African-Americans are about 12% of the U.S. population, but they could become 25% of U.S. casualties in a massive ground conflict with Iraq. This is a bitter prospect for those who believe that blacks did more than their fair share of the dying in Vietnam.
Even though that belief is mistaken, it has had a powerful effect on public attitudes and on military-personnel policy. It caused blacks, along with most other Americans, to accept a devil's bargain, the all-volunteer force.
The belief that blacks bore the brunt of battle in Vietnam is not totally baseless, however. In 1965 and 1966, blacks were more than 16% of all combat deaths and more than 20% of the Army's fatalities.
These figures prompted Martin Luther King Jr. to complain that "we were taking the black young men who had been crippled by our society and sending them . . . to guarantee liberties in southeast Asia which they had not found in southwest Georgia."
King's complaint profoundly affected the body politic, even though many leaders, including some prominent civil-rights activists, rebuked him for it.
In an effort to correct inequities, the Selective Service System eliminated most draft deferments and began conscripting white, middle-class college students. This evened out the combat burden so that blacks were roughly 12% of U.S. fatalities in Vietnam; but it also turned college campuses into hotbeds of anti-war protest.
The all-volunteer force emerged from an unholy alliance of doves and hawks; the former opposed the Vietnam War and thus compulsory service, while the latter supported the war but avoided battle. Because the all-volunteer force did not come into being until 1973, it has not been tested in a major conflict.
For the past decade, African-Americans have constituted around 20% of the 2 million-plus people on active duty. Their representation varies greatly across ranks, services and military occupational specialties. As of mid-1990, blacks made up almost 23% of active-duty enlisted personnel but less than 7% of commissioned officers.
Partly because of the Vietnam experience, each service now tends to distribute combat training roughly in proportion to its own racial composition.
The Defense Department has not provided detailed information about the makeup of units in the Persian Gulf. With more than 200,000 U.S. troops already in place and an additional 200,000 scheduled for deployment, however, the force probably represents a good cross-section of the total active force.

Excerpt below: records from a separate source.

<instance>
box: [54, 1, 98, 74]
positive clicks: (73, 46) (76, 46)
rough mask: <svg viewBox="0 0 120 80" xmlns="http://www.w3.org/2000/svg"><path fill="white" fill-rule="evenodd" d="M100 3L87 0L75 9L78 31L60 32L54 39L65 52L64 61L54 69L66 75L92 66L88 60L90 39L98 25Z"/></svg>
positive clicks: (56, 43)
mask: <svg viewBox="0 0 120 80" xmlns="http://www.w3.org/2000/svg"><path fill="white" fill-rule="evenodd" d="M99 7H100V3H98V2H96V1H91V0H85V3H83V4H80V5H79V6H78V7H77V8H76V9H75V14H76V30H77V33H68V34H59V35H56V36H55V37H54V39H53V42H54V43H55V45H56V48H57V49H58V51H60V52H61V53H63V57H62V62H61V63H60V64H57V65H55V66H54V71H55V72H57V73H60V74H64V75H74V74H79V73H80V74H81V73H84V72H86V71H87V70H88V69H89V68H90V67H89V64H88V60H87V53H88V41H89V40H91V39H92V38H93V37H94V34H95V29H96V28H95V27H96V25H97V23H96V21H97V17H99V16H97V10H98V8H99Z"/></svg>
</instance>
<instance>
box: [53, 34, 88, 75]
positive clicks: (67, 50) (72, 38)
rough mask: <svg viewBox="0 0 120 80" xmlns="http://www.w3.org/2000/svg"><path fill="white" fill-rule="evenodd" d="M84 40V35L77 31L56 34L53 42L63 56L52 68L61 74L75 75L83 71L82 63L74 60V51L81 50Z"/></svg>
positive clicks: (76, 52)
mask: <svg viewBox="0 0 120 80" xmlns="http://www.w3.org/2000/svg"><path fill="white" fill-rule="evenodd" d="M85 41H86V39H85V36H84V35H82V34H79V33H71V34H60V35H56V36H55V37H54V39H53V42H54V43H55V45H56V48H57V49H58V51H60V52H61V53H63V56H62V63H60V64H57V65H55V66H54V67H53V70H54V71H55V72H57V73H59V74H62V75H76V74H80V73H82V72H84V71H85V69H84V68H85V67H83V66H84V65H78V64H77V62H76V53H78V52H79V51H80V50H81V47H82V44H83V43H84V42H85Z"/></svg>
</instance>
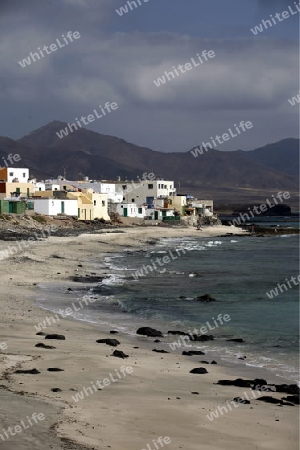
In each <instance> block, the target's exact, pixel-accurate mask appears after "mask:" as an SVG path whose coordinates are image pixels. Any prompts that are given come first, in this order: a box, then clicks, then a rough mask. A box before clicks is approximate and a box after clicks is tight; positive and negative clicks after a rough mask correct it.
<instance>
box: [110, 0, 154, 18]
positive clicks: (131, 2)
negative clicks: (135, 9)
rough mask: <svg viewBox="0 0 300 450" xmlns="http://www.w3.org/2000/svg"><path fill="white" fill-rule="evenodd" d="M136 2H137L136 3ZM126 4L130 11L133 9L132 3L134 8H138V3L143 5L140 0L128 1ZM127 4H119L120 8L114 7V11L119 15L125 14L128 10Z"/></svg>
mask: <svg viewBox="0 0 300 450" xmlns="http://www.w3.org/2000/svg"><path fill="white" fill-rule="evenodd" d="M143 1H144V3H148V1H149V0H143ZM137 3H138V5H137ZM127 5H128V6H129V8H130V11H132V10H133V7H132V5H134V8H138V6H139V5H140V6H143V3H141V0H136V1H133V2H129V1H128V2H127ZM127 5H124V6H121V8H119V9H116V13H118V14H119V16H123V14H127V13H128V12H130V11H129V9H128V6H127Z"/></svg>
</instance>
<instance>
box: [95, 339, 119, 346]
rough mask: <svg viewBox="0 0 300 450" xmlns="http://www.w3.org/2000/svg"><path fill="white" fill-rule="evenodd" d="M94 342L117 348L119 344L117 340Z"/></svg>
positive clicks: (100, 339) (115, 339)
mask: <svg viewBox="0 0 300 450" xmlns="http://www.w3.org/2000/svg"><path fill="white" fill-rule="evenodd" d="M96 342H98V344H106V345H110V346H111V347H117V345H120V342H119V341H118V340H117V339H98V340H97V341H96Z"/></svg>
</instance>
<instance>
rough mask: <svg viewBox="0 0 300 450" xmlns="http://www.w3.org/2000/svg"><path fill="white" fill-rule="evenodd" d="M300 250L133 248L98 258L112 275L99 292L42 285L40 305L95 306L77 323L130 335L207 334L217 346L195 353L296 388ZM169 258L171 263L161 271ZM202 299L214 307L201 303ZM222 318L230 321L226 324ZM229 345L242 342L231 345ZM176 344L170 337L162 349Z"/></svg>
mask: <svg viewBox="0 0 300 450" xmlns="http://www.w3.org/2000/svg"><path fill="white" fill-rule="evenodd" d="M178 249H181V250H180V251H179V252H177V250H178ZM182 249H184V251H183V250H182ZM298 249H299V238H298V236H296V235H279V236H275V237H252V236H246V237H244V236H243V237H239V236H234V237H230V236H228V237H227V236H226V237H220V238H214V239H211V238H201V232H199V235H197V236H195V237H190V238H185V239H183V238H164V239H153V241H152V242H149V244H147V245H146V246H145V248H144V249H143V250H139V251H137V250H135V249H130V248H128V250H127V251H124V252H123V253H117V254H115V253H111V254H110V253H107V254H106V255H105V257H104V258H103V257H102V258H100V257H98V258H97V254H96V253H95V256H94V257H93V258H92V259H90V260H89V264H92V266H93V267H94V271H95V272H96V273H97V272H99V273H101V272H102V273H103V272H104V273H106V274H107V278H106V279H105V280H104V281H103V283H102V284H101V285H93V286H91V285H89V286H78V284H79V283H76V285H77V286H75V287H74V284H75V283H73V284H72V289H73V291H72V292H69V291H66V288H67V287H68V285H67V284H66V283H62V284H59V283H56V284H51V289H49V285H48V284H46V283H45V284H41V285H40V286H39V292H38V296H37V303H38V304H39V305H40V306H42V307H43V308H45V309H49V310H51V311H58V309H59V308H61V309H64V308H67V306H68V305H69V303H70V300H72V299H74V300H76V299H77V300H78V299H80V298H82V297H83V296H85V298H88V297H89V296H90V297H91V298H97V300H96V301H95V302H94V303H91V304H89V305H88V306H86V307H84V308H83V309H82V310H80V311H76V312H74V313H73V314H72V315H73V316H74V317H75V318H76V319H79V320H84V321H87V322H91V323H94V324H99V327H100V328H102V329H103V328H104V329H107V330H109V329H115V330H120V331H122V332H124V333H127V334H131V335H133V334H135V331H136V330H137V328H138V327H140V326H150V327H154V328H157V329H159V330H161V331H163V332H167V331H168V330H181V331H185V332H188V331H189V332H190V331H192V332H193V330H194V329H195V328H196V329H198V330H199V329H200V328H201V327H203V326H206V328H207V334H212V335H214V336H215V339H214V340H213V341H208V342H193V345H194V346H197V347H198V348H199V349H201V350H204V351H207V350H209V351H210V352H214V353H213V354H215V355H216V357H217V356H218V357H219V358H221V359H222V360H223V361H225V362H226V361H227V362H235V361H236V360H237V359H239V358H244V356H246V359H244V363H245V364H246V365H248V366H252V367H263V368H264V369H266V370H268V371H270V372H272V374H273V375H276V376H278V377H284V378H285V379H288V380H290V381H291V382H299V372H298V367H299V360H298V351H299V347H298V345H299V286H298V285H297V286H296V285H295V284H294V283H293V282H292V281H291V277H296V279H297V276H298V275H299V250H298ZM166 256H168V259H169V262H165V263H164V262H163V260H162V258H163V257H166ZM157 258H159V259H157ZM164 261H167V259H166V258H165V260H164ZM146 266H148V269H147V268H145V267H146ZM149 267H150V268H152V270H151V269H150V268H149ZM141 269H143V275H141V272H140V271H141ZM137 271H139V274H140V276H138V275H137V273H138V272H137ZM288 282H289V284H288ZM278 283H280V284H283V283H284V284H285V285H286V286H287V289H285V288H284V287H281V290H282V291H283V292H280V290H278V295H275V294H274V293H273V298H269V296H270V297H271V294H270V291H271V290H275V289H276V287H277V289H278V286H277V285H278ZM70 286H71V284H70ZM267 292H269V296H268V295H267ZM204 294H210V295H211V297H213V298H214V299H215V301H210V302H202V301H197V300H196V298H197V297H199V296H202V295H204ZM220 315H221V316H220ZM224 315H227V316H226V317H227V319H228V316H229V318H230V319H229V320H227V322H225V321H224V320H223V319H222V317H224ZM218 317H219V318H220V317H221V320H218V319H217V318H218ZM221 322H222V323H221ZM231 338H241V339H243V340H244V342H242V343H233V342H227V339H231ZM177 339H178V336H169V337H167V338H165V339H164V342H165V341H166V342H167V343H172V342H173V341H174V340H177ZM167 347H168V346H167ZM167 347H165V348H166V349H167V350H168V351H172V350H170V348H169V347H168V348H167ZM204 359H205V358H204Z"/></svg>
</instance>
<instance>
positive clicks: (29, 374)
mask: <svg viewBox="0 0 300 450" xmlns="http://www.w3.org/2000/svg"><path fill="white" fill-rule="evenodd" d="M14 373H23V374H29V375H37V374H38V373H41V372H39V371H38V370H37V369H27V370H22V369H18V370H15V372H14Z"/></svg>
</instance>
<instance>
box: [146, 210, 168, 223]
mask: <svg viewBox="0 0 300 450" xmlns="http://www.w3.org/2000/svg"><path fill="white" fill-rule="evenodd" d="M174 213H175V210H174V209H170V208H151V209H147V210H146V216H147V218H148V219H152V220H166V219H165V218H166V217H174Z"/></svg>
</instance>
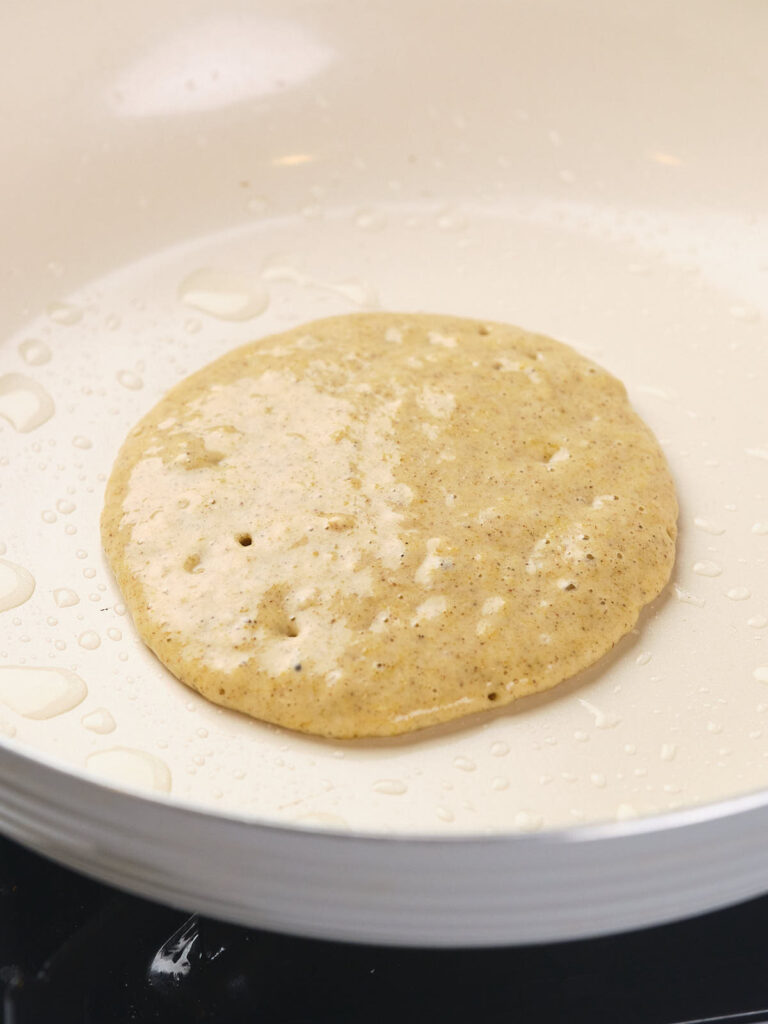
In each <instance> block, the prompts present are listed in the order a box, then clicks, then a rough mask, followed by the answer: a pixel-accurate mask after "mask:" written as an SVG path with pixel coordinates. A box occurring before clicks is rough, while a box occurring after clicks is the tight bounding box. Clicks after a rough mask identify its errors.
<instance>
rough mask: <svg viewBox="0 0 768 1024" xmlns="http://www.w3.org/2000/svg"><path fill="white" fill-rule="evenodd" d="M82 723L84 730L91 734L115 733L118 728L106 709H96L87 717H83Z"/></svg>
mask: <svg viewBox="0 0 768 1024" xmlns="http://www.w3.org/2000/svg"><path fill="white" fill-rule="evenodd" d="M80 721H81V723H82V725H83V728H84V729H88V730H89V731H90V732H98V733H99V735H105V734H106V733H108V732H114V731H115V729H116V728H117V722H116V721H115V719H114V718H113V717H112V715H111V714H110V712H109V711H108V710H106V709H105V708H96V709H95V710H94V711H92V712H89V713H88V714H87V715H83V717H82V718H81V719H80Z"/></svg>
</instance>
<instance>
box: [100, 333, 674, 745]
mask: <svg viewBox="0 0 768 1024" xmlns="http://www.w3.org/2000/svg"><path fill="white" fill-rule="evenodd" d="M676 519H677V503H676V498H675V492H674V486H673V482H672V479H671V477H670V473H669V469H668V467H667V464H666V461H665V458H664V456H663V454H662V452H660V450H659V447H658V444H657V442H656V440H655V438H654V437H653V435H652V434H651V432H650V431H649V429H648V428H647V427H646V426H645V425H644V424H643V422H642V421H641V420H640V419H639V418H638V416H637V415H636V414H635V413H634V412H633V410H632V408H631V407H630V404H629V401H628V398H627V393H626V391H625V388H624V386H623V385H622V384H621V383H620V382H618V381H617V380H616V379H615V378H613V377H612V376H610V375H609V374H608V373H606V372H605V371H604V370H601V369H600V368H599V367H597V366H595V365H594V364H592V362H590V361H589V360H588V359H586V358H584V357H583V356H581V355H579V354H577V353H575V352H574V351H573V350H572V349H570V348H568V347H567V346H565V345H562V344H559V343H558V342H555V341H552V340H551V339H549V338H545V337H543V336H541V335H535V334H529V333H527V332H524V331H522V330H520V329H518V328H514V327H509V326H506V325H501V324H492V323H484V322H479V321H471V319H461V318H456V317H451V316H437V315H415V314H396V313H360V314H355V315H348V316H337V317H331V318H329V319H324V321H317V322H315V323H311V324H307V325H304V326H302V327H300V328H298V329H296V330H293V331H290V332H288V333H286V334H282V335H278V336H273V337H270V338H266V339H263V340H261V341H259V342H255V343H253V344H250V345H246V346H244V347H243V348H239V349H236V350H233V351H231V352H228V353H227V354H225V355H223V356H222V357H221V358H219V359H217V360H216V361H214V362H212V364H210V365H209V366H208V367H206V368H204V369H203V370H201V371H200V372H198V373H196V374H194V375H193V376H190V377H188V378H186V379H185V380H183V381H181V383H179V384H178V385H177V386H176V387H174V388H173V389H172V390H171V391H170V392H169V393H168V394H167V395H166V396H165V397H164V398H163V399H162V400H161V401H160V402H159V403H158V404H157V406H156V407H155V409H154V410H152V412H150V413H148V414H147V416H145V417H144V419H143V420H142V421H141V422H140V423H139V424H138V425H137V426H136V427H135V428H134V429H133V430H132V431H131V433H130V434H129V436H128V438H127V439H126V441H125V443H124V445H123V447H122V450H121V452H120V454H119V456H118V459H117V462H116V464H115V468H114V471H113V474H112V477H111V479H110V481H109V484H108V488H106V498H105V504H104V510H103V514H102V521H101V526H102V537H103V543H104V548H105V551H106V554H108V557H109V559H110V561H111V563H112V566H113V569H114V571H115V574H116V577H117V580H118V583H119V584H120V587H121V589H122V591H123V594H124V596H125V600H126V603H127V604H128V606H129V608H130V610H131V613H132V615H133V618H134V622H135V624H136V627H137V629H138V632H139V634H140V635H141V637H142V639H143V640H144V642H145V643H146V644H147V645H148V646H150V647H151V648H152V650H153V651H155V653H156V654H157V655H158V657H159V658H160V659H161V662H163V664H164V665H166V666H167V667H168V669H170V671H171V672H172V673H173V674H174V675H175V676H176V677H177V678H178V679H180V680H181V681H182V682H184V683H186V684H187V685H188V686H191V687H193V688H195V689H196V690H198V691H199V692H200V693H202V694H203V695H204V696H206V697H208V698H210V699H211V700H213V701H215V702H217V703H220V705H223V706H225V707H228V708H234V709H237V710H239V711H242V712H245V713H246V714H248V715H252V716H254V717H256V718H259V719H263V720H265V721H268V722H273V723H278V724H280V725H284V726H288V727H289V728H293V729H298V730H301V731H304V732H311V733H316V734H321V735H327V736H337V737H353V736H372V735H393V734H396V733H401V732H408V731H410V730H414V729H418V728H421V727H424V726H428V725H433V724H435V723H438V722H444V721H447V720H450V719H454V718H457V717H459V716H463V715H467V714H470V713H473V712H478V711H484V710H487V709H489V708H498V707H500V706H502V705H507V703H509V702H510V701H512V700H515V699H517V698H518V697H520V696H523V695H525V694H528V693H534V692H537V691H539V690H544V689H548V688H549V687H552V686H554V685H555V684H557V683H559V682H561V681H562V680H564V679H566V678H568V677H570V676H572V675H573V674H574V673H577V672H579V671H580V670H582V669H585V668H587V667H588V666H590V665H592V664H593V663H595V662H596V660H597V659H598V658H600V657H601V656H602V655H603V654H604V653H605V652H606V651H608V650H609V649H610V648H611V647H612V646H613V644H614V643H615V642H616V641H617V640H618V639H620V638H621V637H622V636H623V635H624V634H626V633H627V632H628V631H629V630H631V629H632V627H633V626H634V625H635V623H636V621H637V617H638V613H639V611H640V609H641V608H642V606H643V605H644V604H646V603H647V602H648V601H650V600H651V599H652V598H654V597H655V596H656V595H657V594H658V593H659V591H660V590H662V589H663V588H664V586H665V584H666V583H667V581H668V579H669V575H670V572H671V569H672V565H673V561H674V552H675V538H676Z"/></svg>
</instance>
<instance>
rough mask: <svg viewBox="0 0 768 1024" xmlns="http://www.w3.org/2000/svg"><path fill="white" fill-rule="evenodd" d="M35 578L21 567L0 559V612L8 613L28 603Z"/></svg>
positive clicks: (31, 595) (14, 564)
mask: <svg viewBox="0 0 768 1024" xmlns="http://www.w3.org/2000/svg"><path fill="white" fill-rule="evenodd" d="M34 590H35V578H34V577H33V575H32V573H31V572H28V570H27V569H26V568H25V567H24V566H23V565H16V563H15V562H7V561H5V559H4V558H0V611H10V609H11V608H17V607H18V606H19V604H24V603H25V601H29V599H30V598H31V597H32V594H33V591H34Z"/></svg>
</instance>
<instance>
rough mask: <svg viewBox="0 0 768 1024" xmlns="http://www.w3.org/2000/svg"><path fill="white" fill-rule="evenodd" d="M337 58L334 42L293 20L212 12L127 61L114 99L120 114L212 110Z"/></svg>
mask: <svg viewBox="0 0 768 1024" xmlns="http://www.w3.org/2000/svg"><path fill="white" fill-rule="evenodd" d="M332 58H333V52H332V50H331V49H330V48H329V47H327V46H325V45H324V44H323V43H322V42H319V41H318V40H317V39H315V38H314V37H313V36H312V35H311V34H310V33H308V32H307V31H306V30H305V29H303V28H301V27H299V26H297V25H293V24H291V23H288V22H278V20H264V19H263V18H261V17H258V16H256V15H244V16H240V17H232V16H221V17H215V18H209V19H207V20H205V22H201V23H200V24H198V25H196V26H194V27H191V28H187V29H183V30H181V31H180V32H178V33H176V34H174V35H171V36H169V37H168V38H167V39H164V40H163V41H162V42H160V43H159V44H158V45H156V46H155V47H154V48H152V49H150V50H148V52H146V53H144V54H143V55H142V56H140V57H139V58H138V59H137V60H135V61H134V62H133V63H131V65H129V66H128V67H127V68H125V69H124V70H123V71H122V72H121V73H120V74H119V75H118V78H117V80H116V81H115V86H114V89H113V92H112V102H113V105H114V108H115V110H116V111H117V112H118V113H119V114H122V115H123V116H126V117H135V118H142V117H159V116H167V115H174V114H187V113H199V112H201V111H213V110H218V109H220V108H222V106H229V105H231V104H232V103H237V102H241V101H243V100H246V99H253V98H257V97H261V96H268V95H271V94H273V93H279V92H282V91H283V90H286V89H289V88H291V87H292V86H295V85H298V84H300V83H302V82H305V81H307V80H308V79H310V78H312V77H313V76H315V75H317V74H318V73H319V72H322V71H323V70H325V69H326V68H327V67H328V66H329V65H330V63H331V60H332Z"/></svg>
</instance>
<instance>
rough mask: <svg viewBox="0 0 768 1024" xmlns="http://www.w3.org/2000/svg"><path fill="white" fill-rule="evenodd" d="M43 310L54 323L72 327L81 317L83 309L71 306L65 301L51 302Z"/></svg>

Statements about battle tactics and body counts are necessarily conjectural. In the best-case scenario, Iraq's occupation of Kuwait will be resolved without a shot being fired at U.S. forces. In the worst case, the United States and its U.N. allies will become involved in a large-scale ground conflict that lasts for months and produces thousands of casualties. In the latter scenario, about one out of every four U.S. casualties is likely to be black, and about one out of every three is likely to be Latino, black, Asian-American or American Indian.
Little can be done to alter the composition of the military, at least not quickly. Returning to conscription, as some have proposed, would have virtually no effect. Draft calls are used to make up for a shortage of volunteers, and in recent years the services have seldom run short of volunteers. Under current economic conditions, the only sure way to reduce black representation is to impose racial quotas.
During the past 15 peacetime years, the all-volunteer force provides benefits all around: middle-class youth kept their careers from being sidetracked by military service; the poor of all races found opportunities not available in civilian society; women proved their mettle in a previously all-male domain; the armed forces got good personnel, and political leaders were let off the hook, not forced to deal with this nation's enormous social inequities.
If we go to war, however, those benefits will turn into heavy burdens; blacks will die in large numbers, legions of Al Sharptons will contrive to turn the private grief of their families into public hatred, and the country will suffer another season of discontent.
We can alter the terms of our devil's bargain by committing ourselves, as a nation, to improving education and employment opportunities for all Americans. This is a long-term task, however, requiring greater moral and political fortitude than this country's leaders have shown in recent years.
In the meantime, we must deal with the instant case. Those of us who worry about a disproportionate combat burden are obliged to exercise special care. Expressions of concern must not undermine the morale of our soldiers or give false hope to an adversary. No returning black soldier should be made to feel that he was a "chump" for having served.
Furthermore, the prospect of a disproportionate combat burden, however worrisome, is not sufficient reason to reject what the Bush Administration is attempting in the Persian Gulf. As a matter of principle, a policy should not be judged solely by the degree to which blacks are involved in its execution.